In 1998, Requena et al⁸ introduced the concept of primary cutaneous cribriform carcinoma. Despite initially being classified as a carcinoma, the malignant potential of this tumor remains uncertain. Consequently, the term cribriform tumor now has become the preferred terminology for denoting this rare entity.⁹ Primary cutaneous cribriform tumors are observed more commonly in women and typically affect individuals aged 20 to 55 years (mean, 44 years). Predominant locations include the upper and lower extremities, especially the thighs, knees, and legs, with additional cases occurring on the head and trunk. Microscopically, cribriform tumor is characterized by a partially circumscribed, unencapsulated dermal nodule composed of round or oval nuclei displaying hyperchromatism and mild pleomorphism. The defining aspect of its morphology revolves around interspersed small round cavities that give rise to the hallmark cribriform pattern (Figure 4). Although MSA occasionally may exhibit a cribriform architectural pattern, it typically lacks the distinctive feature of thin, threadlike, intraluminal bridging strands observed in cribriform tumors. Similarly, luminal cells within the cribriform tumor express CK7 and exhibit variable S-100 expression. It is recognized as an indolent neoplasm with uncertain malignant potential.

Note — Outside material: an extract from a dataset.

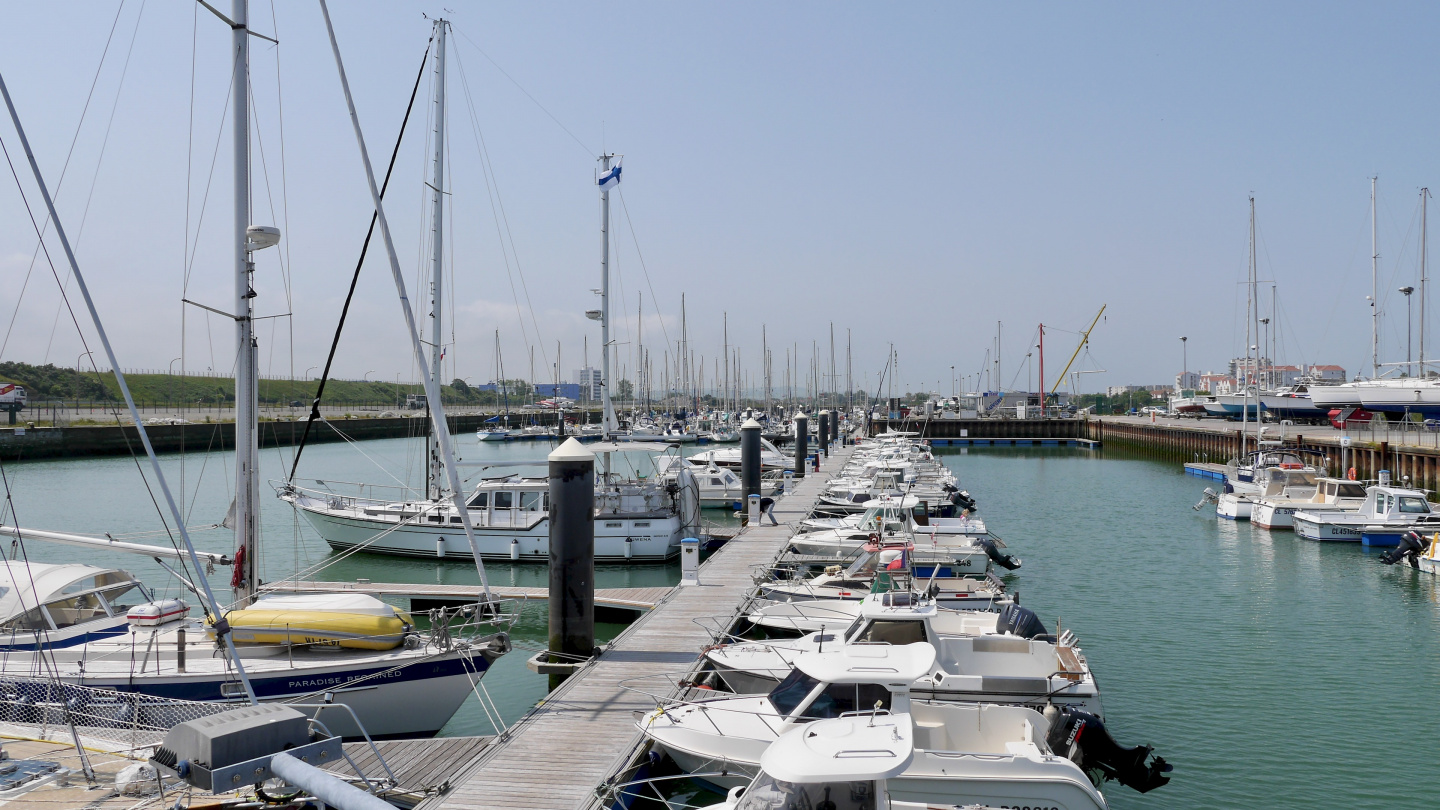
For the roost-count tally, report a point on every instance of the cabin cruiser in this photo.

The histopathologic features of metastatic carcinomas can overlap with those of primary cutaneous tumors, particularly adnexal neoplasms.¹⁰ However, several key features can aid in the differentiation of cutaneous metastases, including a dermal-based growth pattern with or without subcutaneous involvement, the presence of multiple lesions, and the occurrence of lymphovascular invasion (Figure 5). Conversely, features that suggest a primary cutaneous adnexal neoplasm include the presence of superimposed in situ disease, carcinoma developing within a benign adnexal neoplasm, and notable stromal and/or vascular hyalinization within benign-appearing areas. In some cases, it can be difficult to determine the primary site of origin of a metastatic carcinoma to the skin based on morphologic features alone. In these cases, immunohistochemistry can be helpful. The most cost-effective and time-efficient approach to accurate diagnosis is to obtain a comprehensive clinical history. If there is a known history of cancer, a small panel of organ-specific immunohistochemical studies can be performed to confirm the diagnosis. If there is no known history, an algorithmic approach can be used to identify the primary site of origin. In all circumstances, it cannot be stressed enough that acquiring a thorough clinical history before conducting any diagnostic examinations is paramount.